Key Points of this Guide:
1. Understanding the Hierarchical Memory structure to overcome AI’s inherent ‘forgetfulness.’
2. Handoff techniques to maintain work context even when sessions are interrupted.
3. A Practical Workflow for perfectly integrating the frontend and backend ofUSETFAnalysis.
1. Do you remember what I said yesterday?
“I clearly said we’re changing this variable name to stock_price yesterday!” The moment the AI you turned back on this morning says, “Sorry, let me check again,” and declares the variable with a different name, your blood pressure rises.
AI agents (LLMs) fundamentally have ‘goldfish-like memory.’ As conversations get longer or new sessions start, they lose track of previous critical decisions. Solving this is the goal of the Intelligent Memory Harness—giving the AI an ‘external hard drive.’
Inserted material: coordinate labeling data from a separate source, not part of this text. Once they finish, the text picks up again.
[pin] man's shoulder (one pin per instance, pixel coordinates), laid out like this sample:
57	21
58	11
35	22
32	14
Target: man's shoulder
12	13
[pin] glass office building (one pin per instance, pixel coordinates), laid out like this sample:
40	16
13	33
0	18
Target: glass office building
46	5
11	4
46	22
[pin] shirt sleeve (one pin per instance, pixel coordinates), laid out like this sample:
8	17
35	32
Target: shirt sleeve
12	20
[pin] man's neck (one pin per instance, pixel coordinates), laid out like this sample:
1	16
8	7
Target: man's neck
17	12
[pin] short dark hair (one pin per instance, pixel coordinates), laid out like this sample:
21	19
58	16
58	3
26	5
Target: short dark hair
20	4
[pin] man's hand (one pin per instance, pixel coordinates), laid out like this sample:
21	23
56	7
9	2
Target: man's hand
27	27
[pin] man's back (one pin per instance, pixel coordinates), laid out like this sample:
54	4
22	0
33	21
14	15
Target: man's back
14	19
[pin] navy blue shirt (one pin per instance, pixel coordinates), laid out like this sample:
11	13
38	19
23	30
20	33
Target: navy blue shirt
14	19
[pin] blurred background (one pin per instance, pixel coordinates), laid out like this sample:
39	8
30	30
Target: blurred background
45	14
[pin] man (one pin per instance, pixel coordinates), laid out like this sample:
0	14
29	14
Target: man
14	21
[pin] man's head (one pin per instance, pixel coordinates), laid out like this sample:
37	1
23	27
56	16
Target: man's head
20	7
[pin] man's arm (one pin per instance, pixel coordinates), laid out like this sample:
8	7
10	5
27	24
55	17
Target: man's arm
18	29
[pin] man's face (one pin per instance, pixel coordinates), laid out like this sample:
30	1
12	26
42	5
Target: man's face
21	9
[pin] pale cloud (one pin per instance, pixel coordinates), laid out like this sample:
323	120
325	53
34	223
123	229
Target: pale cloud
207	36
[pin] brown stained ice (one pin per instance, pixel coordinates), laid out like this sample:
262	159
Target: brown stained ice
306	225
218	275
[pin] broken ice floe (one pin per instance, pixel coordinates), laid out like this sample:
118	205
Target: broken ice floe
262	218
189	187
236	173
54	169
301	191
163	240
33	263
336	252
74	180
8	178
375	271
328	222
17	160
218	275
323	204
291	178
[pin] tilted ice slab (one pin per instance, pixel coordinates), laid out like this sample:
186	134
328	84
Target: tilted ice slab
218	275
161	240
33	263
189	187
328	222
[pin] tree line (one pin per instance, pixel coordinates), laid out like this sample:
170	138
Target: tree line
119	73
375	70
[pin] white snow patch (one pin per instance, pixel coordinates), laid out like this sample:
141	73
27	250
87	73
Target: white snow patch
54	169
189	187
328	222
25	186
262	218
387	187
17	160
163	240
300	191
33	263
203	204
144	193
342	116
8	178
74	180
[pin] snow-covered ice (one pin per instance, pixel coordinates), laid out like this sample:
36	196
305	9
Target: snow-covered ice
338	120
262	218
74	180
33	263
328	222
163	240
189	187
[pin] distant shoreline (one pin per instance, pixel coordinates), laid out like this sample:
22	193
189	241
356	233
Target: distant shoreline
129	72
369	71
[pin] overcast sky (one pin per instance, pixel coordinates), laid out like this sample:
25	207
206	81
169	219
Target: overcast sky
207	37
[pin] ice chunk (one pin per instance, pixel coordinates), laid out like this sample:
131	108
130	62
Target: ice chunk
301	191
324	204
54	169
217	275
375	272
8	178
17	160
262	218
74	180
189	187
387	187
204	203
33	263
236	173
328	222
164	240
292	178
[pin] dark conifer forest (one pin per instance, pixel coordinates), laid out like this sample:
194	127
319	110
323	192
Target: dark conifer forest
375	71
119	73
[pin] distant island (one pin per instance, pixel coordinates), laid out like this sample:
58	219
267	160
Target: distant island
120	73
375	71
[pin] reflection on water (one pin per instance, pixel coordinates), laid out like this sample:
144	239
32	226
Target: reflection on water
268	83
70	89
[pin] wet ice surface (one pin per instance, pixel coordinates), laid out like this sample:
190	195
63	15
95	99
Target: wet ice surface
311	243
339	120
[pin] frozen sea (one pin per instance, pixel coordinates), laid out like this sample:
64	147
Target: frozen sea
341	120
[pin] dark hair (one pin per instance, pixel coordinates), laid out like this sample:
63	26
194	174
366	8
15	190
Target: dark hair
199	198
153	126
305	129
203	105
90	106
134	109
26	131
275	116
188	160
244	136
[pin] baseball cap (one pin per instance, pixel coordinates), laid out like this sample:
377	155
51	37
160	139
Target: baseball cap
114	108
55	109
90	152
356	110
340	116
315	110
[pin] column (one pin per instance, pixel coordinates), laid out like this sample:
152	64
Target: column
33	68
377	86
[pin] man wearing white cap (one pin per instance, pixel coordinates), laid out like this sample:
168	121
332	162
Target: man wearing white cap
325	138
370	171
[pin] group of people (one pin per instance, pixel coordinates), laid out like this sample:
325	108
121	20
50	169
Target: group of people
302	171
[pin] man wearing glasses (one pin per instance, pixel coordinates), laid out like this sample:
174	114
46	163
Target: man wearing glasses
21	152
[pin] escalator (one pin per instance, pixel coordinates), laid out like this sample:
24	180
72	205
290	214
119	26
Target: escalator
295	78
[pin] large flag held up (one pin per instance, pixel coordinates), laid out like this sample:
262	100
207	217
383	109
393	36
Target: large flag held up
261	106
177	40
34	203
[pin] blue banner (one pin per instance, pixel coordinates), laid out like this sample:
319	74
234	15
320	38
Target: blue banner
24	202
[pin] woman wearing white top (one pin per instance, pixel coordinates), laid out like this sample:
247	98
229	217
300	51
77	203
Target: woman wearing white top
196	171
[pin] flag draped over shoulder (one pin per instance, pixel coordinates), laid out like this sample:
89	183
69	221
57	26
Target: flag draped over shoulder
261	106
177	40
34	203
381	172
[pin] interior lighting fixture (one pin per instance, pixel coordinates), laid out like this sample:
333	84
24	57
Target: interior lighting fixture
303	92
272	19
2. Hierarchical Memory Structure: From Short-term to Long-term
Experts don’t trust an AI’s brain capacity. Instead, they divide information into three layers that the harness manages.
📝 Key Comparison: Fragmented Commands vs. Consensus-based Workflow
- Task Awareness: (Fragmented) Only understands 1 file at a time ↔ (Consensus) Global situational awareness via
task.md - Memory Retention: (Fragmented) Forgets initial intent in long chats ↔ (Consensus) Persistent reference to core rules via Memory Layer
- Accuracy: (Fragmented) High probability of hallucinations ↔ (Consensus) Minimizes errors with 3-step verification (Plan-Edit-Verify)
- Consistency: (Fragmented) Code style shifts constantly ↔ (Consensus) Consistent generation following architecture guidelines
- Deliverables: (Fragmented) “Just working” code ↔ (Consensus) “Maintainable” structural results
[Architecture Diagram] Consensus Workflow
graph TD
User([User Goal]) --- Controller
subgraph Consensus_Loop ["Multi-Agent Consensus Loop"]
direction TB
Planner["1. Planning Agent
(Analyze & Task Breakdown)"]
Coder["2. Coding Agent
(Implementation in Sandbox)"]
Reviewer["3. Review Agent
(Lint & Logic Check)"]
Planner --> Coder
Coder --> Reviewer
Reviewer -- "Fix Required" --> Planner
end
Reviewer --- Artifacts([Final Project Assets])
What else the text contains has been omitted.